Yu heralds a `balance of terror'

ARMS PROTEST Yu Shyi-kun came out fighting on arms procurements, saying China needed to know that Taiwan would retaliate if it dared to launch its missiles

By Ko Shu-ling  /  STAFF REPORTER

Two protesters dressed as President Chen Shui-bian and Uncle Sam team up to ``oppress'' a third demonstrator dressed as an unemployed Taiwanese worker during a protest against the government's NT$610.8 billion arms procurements package on Ketagalan Boulevard in Taipei yesterday.

PHOTO: CHIANG YING-YING, TAIPEI TIMES

Taiwan should rely on a Cold War-style "balance of terror" to safeguard national security in the face of intimidation from Beijing, Premier Yu Shyi-kun said yesterday in response to a rally against his proposed arms-procurement package.

"The best scenario will see a `balance of terror' being maintained across the Taiwan Strait so that the national security is safeguarded," Yu said. "If you fire 100 missiles at me, I should be able to fire at least 50 at you. If you launch an attack on ... Kaohsiung, I should be able to launch a counterattack on Shanghai."

Unfortunately, Yu said, during Chinese Nationalist Party (KMT) rule Taiwan failed to develop a counterattack capability comparable to that of Israel.

"That's why the NT$610.8 billion [US$18 billion] arms-procurement budget we're seeking from the legislature is necessary, because it'll keep us safe for at least 30 years, based on a study by the Ministry of National Defense," Yu said. "It seems like a good deal, because it'll cost an average of only NT$20 billion a year."

Yu said that the main purpose of the procurements was to sustain national development.

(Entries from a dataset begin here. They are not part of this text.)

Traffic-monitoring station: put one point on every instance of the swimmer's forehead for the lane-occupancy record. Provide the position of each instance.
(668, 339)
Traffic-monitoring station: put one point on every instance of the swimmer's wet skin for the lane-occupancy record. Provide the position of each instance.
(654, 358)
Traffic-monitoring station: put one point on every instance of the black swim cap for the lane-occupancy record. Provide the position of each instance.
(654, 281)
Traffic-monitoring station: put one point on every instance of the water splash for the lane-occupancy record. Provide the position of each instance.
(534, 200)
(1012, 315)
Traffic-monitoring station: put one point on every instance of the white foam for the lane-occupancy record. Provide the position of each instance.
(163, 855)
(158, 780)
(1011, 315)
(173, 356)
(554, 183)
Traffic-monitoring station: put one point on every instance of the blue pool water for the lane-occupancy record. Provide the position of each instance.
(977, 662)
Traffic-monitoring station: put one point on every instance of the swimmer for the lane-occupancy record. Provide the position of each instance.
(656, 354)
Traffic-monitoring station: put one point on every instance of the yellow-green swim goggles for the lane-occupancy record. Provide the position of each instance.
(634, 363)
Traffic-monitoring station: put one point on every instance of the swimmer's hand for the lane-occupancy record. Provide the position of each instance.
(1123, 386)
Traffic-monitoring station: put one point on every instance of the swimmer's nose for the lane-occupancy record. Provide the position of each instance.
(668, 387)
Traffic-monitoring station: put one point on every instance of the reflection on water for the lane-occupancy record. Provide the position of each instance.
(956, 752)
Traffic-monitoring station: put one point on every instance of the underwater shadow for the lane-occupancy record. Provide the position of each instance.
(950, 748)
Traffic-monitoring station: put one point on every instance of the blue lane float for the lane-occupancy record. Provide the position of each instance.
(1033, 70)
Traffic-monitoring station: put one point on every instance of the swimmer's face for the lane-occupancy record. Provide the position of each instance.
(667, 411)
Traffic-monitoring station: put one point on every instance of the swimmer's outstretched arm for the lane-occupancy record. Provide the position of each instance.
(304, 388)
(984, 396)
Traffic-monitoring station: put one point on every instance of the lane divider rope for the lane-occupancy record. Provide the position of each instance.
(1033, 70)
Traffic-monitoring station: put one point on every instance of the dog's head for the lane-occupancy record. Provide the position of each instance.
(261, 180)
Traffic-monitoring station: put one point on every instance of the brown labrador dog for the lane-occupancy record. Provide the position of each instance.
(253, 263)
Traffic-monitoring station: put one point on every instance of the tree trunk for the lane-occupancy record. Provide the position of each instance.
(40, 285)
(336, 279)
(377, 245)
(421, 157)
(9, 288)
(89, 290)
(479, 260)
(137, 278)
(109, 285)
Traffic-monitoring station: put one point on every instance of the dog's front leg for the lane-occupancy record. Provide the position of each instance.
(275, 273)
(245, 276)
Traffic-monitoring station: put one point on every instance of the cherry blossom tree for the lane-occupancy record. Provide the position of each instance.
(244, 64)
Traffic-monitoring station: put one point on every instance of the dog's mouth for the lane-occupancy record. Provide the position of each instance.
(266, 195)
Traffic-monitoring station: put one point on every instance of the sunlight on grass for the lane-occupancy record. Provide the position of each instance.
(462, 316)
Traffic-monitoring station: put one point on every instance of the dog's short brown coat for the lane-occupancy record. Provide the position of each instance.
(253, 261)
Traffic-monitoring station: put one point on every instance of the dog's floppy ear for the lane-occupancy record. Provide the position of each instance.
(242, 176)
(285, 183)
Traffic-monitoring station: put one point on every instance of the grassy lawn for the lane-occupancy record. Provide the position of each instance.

Without it, he said, the nation may end up like Hong Kong.

"Arms procurement is necessary, otherwise many problems are bound to result, and it is our child-ren who will have to pay the price and shoulder the consequences," he said.

Responding to opposition criticism that the amount being spent was outrageously high, Yu called on the public to understand that US arms dealers were always going to make a profit from the deal.

"The US government is the only country in the world who has the guts to sell us weapons," Yu said. "We have to understand that it's a seller's market and that we have very limited space in which to haggle."

Cabinet Spokesman Chen Chi-mai (陳其邁) said that the government's proposal was necessary as a price has to be paid to maintain national security.

"The weapons-procurement project is necessary because China has racked up double-digit increases to its military budget every year since 1995, while we have been cutting military spending," Chen said.

"We're very worried about the defeatism embraced by certain people. We hope they come to real-ize that there's no such thing as a free lunch: If you want peace and security, you have to pay for it," he said.

KMT Chairman Lien Chan (連戰), however, said that the time was not right for the legislature to handle the request and that the Cabinet should be using the budget for other things.

"The government should be allocating the nation's limited resources to solve urgent social problems such as unemployment, poverty and education to make the country a better place," he told the party's national congress yesterday morning.

Lien said that the amount the Cabinet requested would increase over time because of "maintenance fees."